Mark Tiele Westra z European Fusion Development Agreement (EFDA) z Garching, Niemcy, wyjaśnia procesy wewnątrz Słońca, które są źródłem energii na Ziemi.
Jeszcze sto lat temu nikt nie miał pojęcia, w jaki sposób Słońce wytwarza i wysyła w przestrzeń kosmiczną ogromne ilości energii. Oczywiście, były różne wyjaśnienia; niektóre z nich bardzo mądre. Byli tacy naukowcy, którzy uważali, że Słońce to wielka chmura gazu, zapadająca się pod wpływem własnej grawitacji. Wytwarzające się przy tym tarcie i liczne zderzenia powodują ogrzewanie się tego gazu. Inni uważali, że Słońce nie miało czasu się ochłodzić od momentu powstania. Oba powyższe wyjaśnienia dochodziły do tego samego wniosku: Słońce nie może mieć więcej niż kilkadziesiąt milionów lat. Gdyby było starsze już byłoby zimne.

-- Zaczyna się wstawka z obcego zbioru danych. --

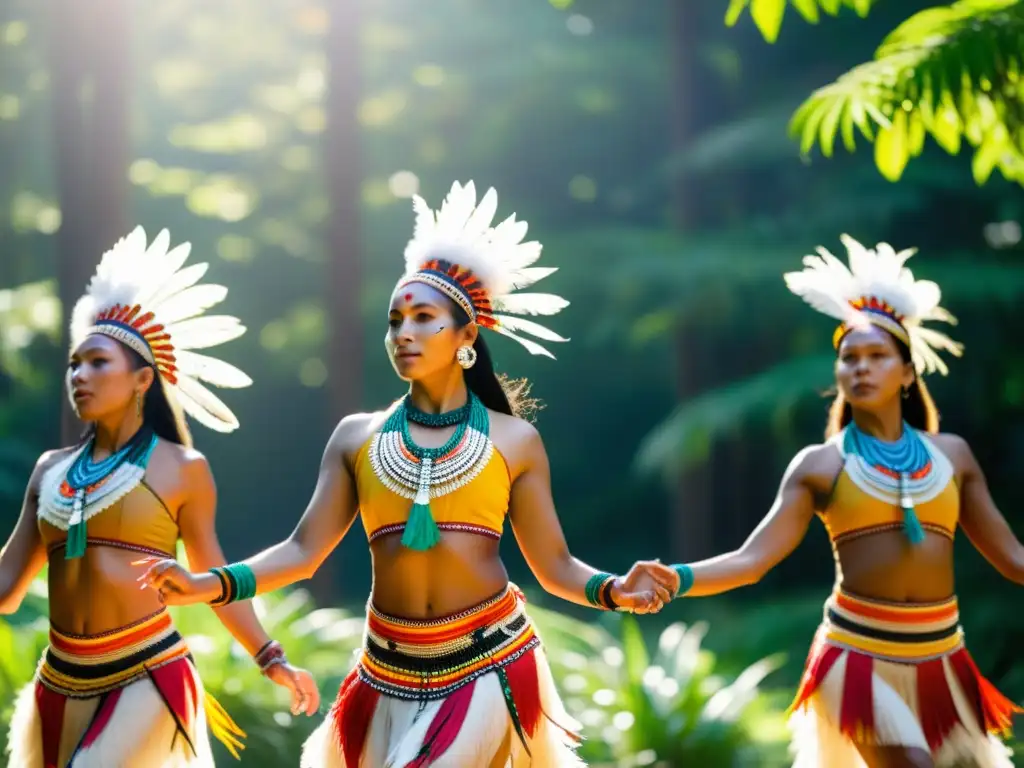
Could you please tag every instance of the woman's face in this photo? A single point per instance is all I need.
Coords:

Jednak Darwin wraz ze swoimi kolegami, analizując erozję skał oraz powolną ewolucję życia na Ziemi, stwierdzili, że Słońce musi mieć co najmniej kilkaset milionów a może nawet dn lat aby to miało sens.
Wyjaśnienie było możliwe po odkryciu zjawiska radioaktywności oraz przełomowego równania Einsteina E=mc2, o równoważności masy i energii. Brytyjski astronom, Sir Arthur Eddington, jako pierwszy przeanalizował nowe odkrycia i wysunął śmiałą hipotezę, że reakcją odpowiedzialną za wytwarzanie ogromnej ilości energii w Słońcu jest reakcja termojądrowa, czyli kreowanie cięższych pierwiastków poprzez fuzję lżejszych. W międzyczasie świat naukowy dowiedział się, że Słońce rzeczywiście spala wodór, najlżejszy gaz w kosmosie, i zamienia go w hel. Nawet wiadomo było, w jaki sposób to robi - popatrz na ilustrację poniżej.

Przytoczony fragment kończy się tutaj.